Ravel – Ma mère l’Oye – Versions orchestrales

Ravel – Ma mère l’Oye [EN]

Walter Damrosch
Walter Damrosch

On avait déjà comparé les versions en notre possession à l’époque :
Désiré-Émile Inghelbrecht – Orchestre national de France – 1955
André Cluytens – Orchestre de la société des concerts de Conservatoire – 1962
Bernard Haitink – Concertgebouw orchestra – 1973
Jean Martinon – Orchestre de Paris – 1975
Pierre Boulez – Berliner philharmoniker – 1994
Yannick Nézet Séguin (YNS) – Rotterdam philharmonic – 2009.

La version Martinon nous avait paru la plus satisfaisante.
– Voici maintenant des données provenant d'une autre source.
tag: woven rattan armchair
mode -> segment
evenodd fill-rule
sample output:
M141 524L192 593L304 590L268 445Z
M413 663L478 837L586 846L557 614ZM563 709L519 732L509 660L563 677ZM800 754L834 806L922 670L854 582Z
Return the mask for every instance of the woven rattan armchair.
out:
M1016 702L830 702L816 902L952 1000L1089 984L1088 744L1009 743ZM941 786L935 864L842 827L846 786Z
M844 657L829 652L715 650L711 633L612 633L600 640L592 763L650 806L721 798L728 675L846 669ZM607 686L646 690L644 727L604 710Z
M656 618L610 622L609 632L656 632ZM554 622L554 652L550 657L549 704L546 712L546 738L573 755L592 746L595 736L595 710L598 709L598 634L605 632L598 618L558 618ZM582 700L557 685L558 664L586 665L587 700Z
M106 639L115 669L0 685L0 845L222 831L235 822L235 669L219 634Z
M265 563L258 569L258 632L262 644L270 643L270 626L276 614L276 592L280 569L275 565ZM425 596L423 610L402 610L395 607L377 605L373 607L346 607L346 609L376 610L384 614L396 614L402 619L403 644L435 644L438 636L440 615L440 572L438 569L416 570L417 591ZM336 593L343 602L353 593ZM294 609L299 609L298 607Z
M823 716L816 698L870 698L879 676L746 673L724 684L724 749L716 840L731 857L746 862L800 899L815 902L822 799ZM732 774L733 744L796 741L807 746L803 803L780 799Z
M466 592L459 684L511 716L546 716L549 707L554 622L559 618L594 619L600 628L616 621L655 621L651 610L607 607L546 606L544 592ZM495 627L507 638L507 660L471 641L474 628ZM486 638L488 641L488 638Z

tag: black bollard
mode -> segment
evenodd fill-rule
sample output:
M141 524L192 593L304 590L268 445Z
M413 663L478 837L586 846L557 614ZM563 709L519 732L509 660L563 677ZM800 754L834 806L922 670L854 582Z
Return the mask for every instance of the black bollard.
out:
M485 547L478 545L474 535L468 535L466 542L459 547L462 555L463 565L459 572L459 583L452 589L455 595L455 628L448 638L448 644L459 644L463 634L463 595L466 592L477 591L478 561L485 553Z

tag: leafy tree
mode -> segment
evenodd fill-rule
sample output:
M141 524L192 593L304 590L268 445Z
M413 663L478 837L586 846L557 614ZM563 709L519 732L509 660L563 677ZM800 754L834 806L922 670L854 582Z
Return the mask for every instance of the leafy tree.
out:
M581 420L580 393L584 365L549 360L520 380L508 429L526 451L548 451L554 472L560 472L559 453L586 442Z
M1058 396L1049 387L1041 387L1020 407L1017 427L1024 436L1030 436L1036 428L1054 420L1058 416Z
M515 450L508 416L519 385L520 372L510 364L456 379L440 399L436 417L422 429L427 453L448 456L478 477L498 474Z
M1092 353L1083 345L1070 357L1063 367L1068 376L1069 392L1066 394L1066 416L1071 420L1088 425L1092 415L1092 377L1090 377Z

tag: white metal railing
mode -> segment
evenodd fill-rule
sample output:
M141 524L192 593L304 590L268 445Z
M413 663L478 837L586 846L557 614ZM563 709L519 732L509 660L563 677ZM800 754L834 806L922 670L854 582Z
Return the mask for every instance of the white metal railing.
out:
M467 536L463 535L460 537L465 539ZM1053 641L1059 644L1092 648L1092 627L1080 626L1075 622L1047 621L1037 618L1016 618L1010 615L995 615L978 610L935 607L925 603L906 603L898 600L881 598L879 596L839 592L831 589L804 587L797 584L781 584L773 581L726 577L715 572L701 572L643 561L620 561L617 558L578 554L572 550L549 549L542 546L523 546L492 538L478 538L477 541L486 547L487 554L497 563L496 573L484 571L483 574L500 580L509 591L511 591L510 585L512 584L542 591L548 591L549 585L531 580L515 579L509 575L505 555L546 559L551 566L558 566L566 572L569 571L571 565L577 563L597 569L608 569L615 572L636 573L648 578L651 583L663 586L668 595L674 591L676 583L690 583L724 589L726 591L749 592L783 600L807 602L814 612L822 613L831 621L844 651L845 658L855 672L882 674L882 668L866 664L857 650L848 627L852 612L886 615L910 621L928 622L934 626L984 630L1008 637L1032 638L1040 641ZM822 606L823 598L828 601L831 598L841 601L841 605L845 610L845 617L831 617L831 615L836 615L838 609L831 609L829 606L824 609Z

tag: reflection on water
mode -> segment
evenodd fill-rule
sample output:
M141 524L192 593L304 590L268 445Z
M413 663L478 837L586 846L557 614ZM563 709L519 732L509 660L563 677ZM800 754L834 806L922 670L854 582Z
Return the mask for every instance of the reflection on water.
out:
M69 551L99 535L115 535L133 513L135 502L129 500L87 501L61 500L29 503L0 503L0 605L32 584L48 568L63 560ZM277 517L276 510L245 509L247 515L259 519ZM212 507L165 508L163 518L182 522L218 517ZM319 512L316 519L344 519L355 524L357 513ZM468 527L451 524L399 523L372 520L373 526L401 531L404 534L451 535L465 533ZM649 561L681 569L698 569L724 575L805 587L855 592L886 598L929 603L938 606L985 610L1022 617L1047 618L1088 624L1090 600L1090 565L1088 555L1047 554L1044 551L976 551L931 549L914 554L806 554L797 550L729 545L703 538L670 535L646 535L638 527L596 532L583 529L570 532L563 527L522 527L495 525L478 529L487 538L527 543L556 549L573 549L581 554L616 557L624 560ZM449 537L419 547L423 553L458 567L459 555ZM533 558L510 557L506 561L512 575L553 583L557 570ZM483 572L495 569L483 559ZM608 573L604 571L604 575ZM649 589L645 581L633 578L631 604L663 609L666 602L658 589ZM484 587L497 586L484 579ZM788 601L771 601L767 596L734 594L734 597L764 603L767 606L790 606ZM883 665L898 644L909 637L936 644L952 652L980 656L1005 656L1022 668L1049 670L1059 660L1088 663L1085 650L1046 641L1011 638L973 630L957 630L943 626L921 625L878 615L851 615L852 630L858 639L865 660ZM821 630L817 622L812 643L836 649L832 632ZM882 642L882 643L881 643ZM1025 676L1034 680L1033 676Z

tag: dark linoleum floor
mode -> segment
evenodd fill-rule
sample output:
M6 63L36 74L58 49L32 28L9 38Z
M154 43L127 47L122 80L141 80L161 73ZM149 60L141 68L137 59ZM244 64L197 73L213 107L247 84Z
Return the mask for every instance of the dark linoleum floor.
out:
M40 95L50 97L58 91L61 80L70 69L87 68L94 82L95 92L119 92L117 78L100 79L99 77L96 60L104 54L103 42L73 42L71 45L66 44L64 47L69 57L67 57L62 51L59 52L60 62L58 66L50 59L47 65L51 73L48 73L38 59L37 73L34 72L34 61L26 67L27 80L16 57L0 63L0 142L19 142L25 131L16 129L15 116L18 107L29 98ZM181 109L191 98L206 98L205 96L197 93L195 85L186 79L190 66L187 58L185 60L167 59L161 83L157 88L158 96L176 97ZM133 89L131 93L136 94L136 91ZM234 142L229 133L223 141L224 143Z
Maintenant que l’on a accès en streaming à la majeure partie des enregistrements, on remet cette œuvre sur le métier avec presque 40 versions…

Rappelons qu’il existe 2 versions orchestrales : les 5 morceaux initiaux dans l’ordre :

  • Pavane de la belle au bois dormant
  • Petit poucet
  • Laideronnette Princesse des pagodes
  • Entretiens de la belle et de la bête
  • Le jardin féerique

Ravel en tirera ensuite un ballet en ajoutant un Prélude et Danse du rouet et scène et 4 interludes, intervertissant Petit poucet et Entretiens :

  • Prélude
  • Tableau I : Danse du rouet et Scène
  • Tableau II : Pavane de la Belle au bois dormant
  • Interlude
  • Tableau III : Les Entretiens de la Belle et de la Bête
  • Interlude
  • Tableau IV : Petit Poucet
  • Interlude
  • Tableau V : Laideronnette, Impératrice des Pagodes
  • Interlude
  • Apothéose : Le Jardin féerique

Cf. ici une présentation des thèmes principaux et textes et animations.

Les enregistrements accessibles ou au moins repérés vont de 1927 à nos jours. Encore une fois on trouve (le plus souvent) la suite seule en 5 mouvements, mais aussi le ballet avec parfois les interludes différenciés, parfois intégrés au morceau suivant, parfois pas tous…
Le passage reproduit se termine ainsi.